To keep the user interface simple and unobtrusive, the existence of this shared pointer itself indicates collaboration. The tip of the pointer flashes (with subtlety) to indicate an active session, and the color of the tip changes from green to red if any user has not received the latest change, yet. Therefore, for typical collaboration there is no new or special user interface to learn, so users aren't forced to divert their attention away from the content they are discussing. If desired, however, the Control Panel can be used to open a Session Status window (Figure 3), to open a File Upload window, or to co-browse to a directory listing of all files that have been uploaded so far for the current session.

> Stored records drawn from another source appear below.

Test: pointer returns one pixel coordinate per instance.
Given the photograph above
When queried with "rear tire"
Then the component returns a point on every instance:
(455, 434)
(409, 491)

On each user’s computer, plain JavaScript routines run in a small pop-under browser window loaded with the CWB Control Panel web page (as shown on the left in Figure 1). These routines monitor and relay all changes (such as scrolling, pointing, browsing, and character-by-character entry into form fields in each frame) which it periodically polls for in the shared collaboration browser window. The shared collaboration window is just a regular browser window (as depicted in Figure 1 displaying a map image). All communications are via simple HTTP requests and so work through firewalls. If security is a concern then HTTPS and/or a password-protected site can be used. Changes are relayed through a control program running on the host web server, currently implemented as a Java servlet [3]. By default, any user can make and receive changes at any time. That is, by default, everyone is a "Master" and a "Slave", though each user can dynamically turn on or off either role via the Control Panel. Change notifications from a Master are not honored unless that Master is caught up, so users can make changes at any time without resorting to distracting "turn-taking" mechanisms. Any polling errors, usually timing-related, are transparently handled via structured exception handling, and the system smoothly continues on the next poll.

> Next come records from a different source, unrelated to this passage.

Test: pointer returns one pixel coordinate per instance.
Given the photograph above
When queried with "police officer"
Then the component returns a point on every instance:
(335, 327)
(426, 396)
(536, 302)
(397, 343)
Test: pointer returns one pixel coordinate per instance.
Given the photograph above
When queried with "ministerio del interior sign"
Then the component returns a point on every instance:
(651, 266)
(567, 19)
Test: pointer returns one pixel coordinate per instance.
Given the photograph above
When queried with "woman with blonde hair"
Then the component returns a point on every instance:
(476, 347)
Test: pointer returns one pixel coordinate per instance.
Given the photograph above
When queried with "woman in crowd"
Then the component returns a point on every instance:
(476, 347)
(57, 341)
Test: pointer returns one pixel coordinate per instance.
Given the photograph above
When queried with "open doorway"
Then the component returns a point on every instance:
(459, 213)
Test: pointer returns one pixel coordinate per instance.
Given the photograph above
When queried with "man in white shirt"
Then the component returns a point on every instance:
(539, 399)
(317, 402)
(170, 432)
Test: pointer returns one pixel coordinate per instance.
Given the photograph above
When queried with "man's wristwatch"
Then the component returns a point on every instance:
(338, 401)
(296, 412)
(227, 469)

So far, CWB has been implemented for the Internet Explorer browser versions 4 and later on Win32 platforms. To insure identical views, users are discouraged from changing browser attributes that modify the viewable space in the browser window (such as default font size and number of toolbars). Polling delays are typically under a second, which is considered acceptable for casual collaboration. CWB automatically recovers from temporary network outages. CPU usage may max out on systems under ~200MHz, but the system will still work - running as fast as it can.
To avoid disadvantages of existing co-browsing approaches (see Figure 4), CWB is based on a lightweight polling architecture and Dynamic HTML [4]. CWB also avoids intrusive mechanisms that might break the behavior of shared pages, such as proxy-based URL re-writing (CoWeb system [5]) or placing the contents of the shared page into a new container (IBM [6]). Similarly, since CWB uses polling rather than event-based change detection (WebVCR system [7]), the behavior of shared web pages is less likely to be affected, and even dynamically created content can be detected and shared.
Inspired by instant messenging systems, CWB provides a quick, simple and safe way for non-technical users to casually co-browse their content while avoiding the pre-collaboration and trust requirements of existing co-browsing offerings. Its' non-intrusive nature facilitates collaboration over existing web content without modification.